Those who move less often rent cheaper

Many owners use tenant changes to raise prices. In the current tenancy, however, some private landlords have so far been reluctant to make increases. But that is also changing right now.

Apartments in the Berlin district of Marzahn

JThe longer tenants live in their apartment, the less their housing costs rise. This is the result of a survey by the owners’ association Haus und Grund among private landlords. Anyone who has signed a rental agreement in the past five years will therefore pay around 2.2 percent more than the local comparable rent. But those who have lived in their apartment for 5 to 10 years are almost 4 percent less. With 10 to 20 years of living it is about 7 percent less than the comparable rent.

“The private landlords have so far been reluctant to increase the rent in the current tenancy,” says association president Kai Warnecke. According to him, tenants change on average every eight years. But the rate of those who also increase the rent in an ongoing contract has been increasing for several years. The association sees the reason in the political discussion: some landlords increase quickly before it is perhaps no longer possible. “If everyone is obviously trying to freeze rents, then that wakes one or the other out of the rent increase lethargy,” says Warnecke.

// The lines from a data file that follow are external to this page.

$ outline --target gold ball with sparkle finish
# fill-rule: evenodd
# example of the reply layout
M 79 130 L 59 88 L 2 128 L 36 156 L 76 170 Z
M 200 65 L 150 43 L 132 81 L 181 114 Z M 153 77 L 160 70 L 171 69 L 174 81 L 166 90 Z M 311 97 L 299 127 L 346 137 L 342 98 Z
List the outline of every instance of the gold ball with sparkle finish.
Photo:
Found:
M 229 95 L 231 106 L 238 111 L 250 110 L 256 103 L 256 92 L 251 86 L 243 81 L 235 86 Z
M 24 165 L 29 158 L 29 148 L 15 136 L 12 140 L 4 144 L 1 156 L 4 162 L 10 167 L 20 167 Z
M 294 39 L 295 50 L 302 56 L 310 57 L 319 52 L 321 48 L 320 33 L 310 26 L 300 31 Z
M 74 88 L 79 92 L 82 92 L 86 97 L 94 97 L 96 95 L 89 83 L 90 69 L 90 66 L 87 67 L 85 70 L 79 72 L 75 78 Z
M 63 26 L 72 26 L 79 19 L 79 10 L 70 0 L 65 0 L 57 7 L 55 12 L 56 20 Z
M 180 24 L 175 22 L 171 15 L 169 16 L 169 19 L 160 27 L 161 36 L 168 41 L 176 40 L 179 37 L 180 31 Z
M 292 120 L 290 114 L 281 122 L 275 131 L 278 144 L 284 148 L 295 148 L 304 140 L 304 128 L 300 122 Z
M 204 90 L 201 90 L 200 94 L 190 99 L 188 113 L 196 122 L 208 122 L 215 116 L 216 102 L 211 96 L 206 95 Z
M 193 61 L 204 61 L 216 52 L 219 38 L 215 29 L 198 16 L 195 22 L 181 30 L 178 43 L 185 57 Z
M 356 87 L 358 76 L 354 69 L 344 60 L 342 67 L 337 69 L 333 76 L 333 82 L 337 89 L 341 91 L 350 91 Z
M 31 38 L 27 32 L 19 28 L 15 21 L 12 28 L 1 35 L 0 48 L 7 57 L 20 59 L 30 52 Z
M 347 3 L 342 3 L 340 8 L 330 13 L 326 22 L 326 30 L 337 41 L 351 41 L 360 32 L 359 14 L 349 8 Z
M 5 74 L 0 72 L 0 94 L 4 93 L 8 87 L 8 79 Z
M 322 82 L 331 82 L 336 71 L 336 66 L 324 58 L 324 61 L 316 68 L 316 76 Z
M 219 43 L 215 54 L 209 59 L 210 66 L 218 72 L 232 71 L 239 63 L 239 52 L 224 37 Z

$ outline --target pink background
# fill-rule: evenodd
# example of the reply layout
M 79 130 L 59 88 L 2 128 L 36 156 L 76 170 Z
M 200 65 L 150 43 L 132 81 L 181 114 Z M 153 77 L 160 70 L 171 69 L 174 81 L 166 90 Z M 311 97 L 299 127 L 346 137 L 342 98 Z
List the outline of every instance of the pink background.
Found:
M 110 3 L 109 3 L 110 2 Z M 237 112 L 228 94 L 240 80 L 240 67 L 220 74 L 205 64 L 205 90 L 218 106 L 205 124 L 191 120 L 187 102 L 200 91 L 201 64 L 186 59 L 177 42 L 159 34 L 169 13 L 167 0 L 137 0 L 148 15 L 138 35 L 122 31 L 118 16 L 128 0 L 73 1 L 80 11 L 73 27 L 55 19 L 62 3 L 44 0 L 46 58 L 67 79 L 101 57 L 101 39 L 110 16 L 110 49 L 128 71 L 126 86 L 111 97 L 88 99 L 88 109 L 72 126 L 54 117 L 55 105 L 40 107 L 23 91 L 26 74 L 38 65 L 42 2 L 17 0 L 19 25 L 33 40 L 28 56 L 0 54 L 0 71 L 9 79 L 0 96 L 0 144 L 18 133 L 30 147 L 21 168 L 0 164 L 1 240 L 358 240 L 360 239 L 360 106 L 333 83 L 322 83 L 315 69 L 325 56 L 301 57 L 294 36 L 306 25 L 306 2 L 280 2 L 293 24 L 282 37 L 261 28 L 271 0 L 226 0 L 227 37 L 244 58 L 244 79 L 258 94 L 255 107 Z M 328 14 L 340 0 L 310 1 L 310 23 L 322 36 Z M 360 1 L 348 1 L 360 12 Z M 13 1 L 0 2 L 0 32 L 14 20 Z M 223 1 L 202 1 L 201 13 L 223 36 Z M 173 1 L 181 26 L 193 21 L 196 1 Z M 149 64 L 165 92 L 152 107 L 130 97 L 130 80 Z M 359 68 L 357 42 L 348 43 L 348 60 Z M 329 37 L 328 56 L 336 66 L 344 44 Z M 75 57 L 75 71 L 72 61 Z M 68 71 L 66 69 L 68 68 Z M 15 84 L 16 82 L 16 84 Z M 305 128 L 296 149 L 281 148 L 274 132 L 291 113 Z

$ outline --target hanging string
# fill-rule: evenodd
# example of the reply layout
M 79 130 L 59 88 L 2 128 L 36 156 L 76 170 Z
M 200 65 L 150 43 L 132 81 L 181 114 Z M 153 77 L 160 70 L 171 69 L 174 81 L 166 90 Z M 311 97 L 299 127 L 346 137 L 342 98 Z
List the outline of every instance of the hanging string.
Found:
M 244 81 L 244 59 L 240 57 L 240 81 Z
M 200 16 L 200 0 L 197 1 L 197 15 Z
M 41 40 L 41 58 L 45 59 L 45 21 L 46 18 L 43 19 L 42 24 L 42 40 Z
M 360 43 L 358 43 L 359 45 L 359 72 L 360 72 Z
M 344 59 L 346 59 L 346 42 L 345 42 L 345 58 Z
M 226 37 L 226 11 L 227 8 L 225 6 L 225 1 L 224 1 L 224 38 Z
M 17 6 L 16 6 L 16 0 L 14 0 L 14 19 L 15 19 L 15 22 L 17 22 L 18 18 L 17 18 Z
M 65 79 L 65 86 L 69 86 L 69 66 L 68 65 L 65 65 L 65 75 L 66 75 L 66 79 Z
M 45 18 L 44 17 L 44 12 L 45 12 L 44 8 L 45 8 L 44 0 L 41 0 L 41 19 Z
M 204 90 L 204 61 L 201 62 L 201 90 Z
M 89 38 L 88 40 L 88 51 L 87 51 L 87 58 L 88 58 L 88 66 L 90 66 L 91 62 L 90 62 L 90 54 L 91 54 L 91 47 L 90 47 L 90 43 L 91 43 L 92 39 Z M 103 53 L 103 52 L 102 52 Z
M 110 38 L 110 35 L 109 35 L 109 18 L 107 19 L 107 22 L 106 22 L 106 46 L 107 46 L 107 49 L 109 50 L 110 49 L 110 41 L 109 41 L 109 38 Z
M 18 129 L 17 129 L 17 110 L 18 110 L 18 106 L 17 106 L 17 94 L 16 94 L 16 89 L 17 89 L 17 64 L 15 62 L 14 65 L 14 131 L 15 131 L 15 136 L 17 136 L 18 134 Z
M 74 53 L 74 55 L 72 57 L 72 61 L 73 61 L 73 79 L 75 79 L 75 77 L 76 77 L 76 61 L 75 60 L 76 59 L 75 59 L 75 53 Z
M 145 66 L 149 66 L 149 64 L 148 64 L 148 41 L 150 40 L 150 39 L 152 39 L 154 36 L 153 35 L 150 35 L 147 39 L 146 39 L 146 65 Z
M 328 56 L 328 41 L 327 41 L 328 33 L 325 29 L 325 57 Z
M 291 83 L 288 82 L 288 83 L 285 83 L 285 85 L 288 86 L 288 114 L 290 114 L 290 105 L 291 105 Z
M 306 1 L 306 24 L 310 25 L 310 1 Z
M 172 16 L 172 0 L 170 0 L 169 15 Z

Haus und Grund surveyed around 2000 members with a total of 5800 apartments in nine cities: Düsseldorf, Gelsenkirchen, Kassel, Lübeck, Magdeburg, Munich, Osnabrück, Pirmasens and Tübingen. The selection is representative of Germany.

Warnecke said the 3.9 million private landlords could play a bigger role in tackling housing shortages in many cities. They offer two thirds of all rental apartments in Germany. Cities’ efforts, however, focused on municipal companies, cooperatives and investors. “As a private builder, you hardly get any building land,” criticized the association representative. Instead, building land falls into the hands of speculators.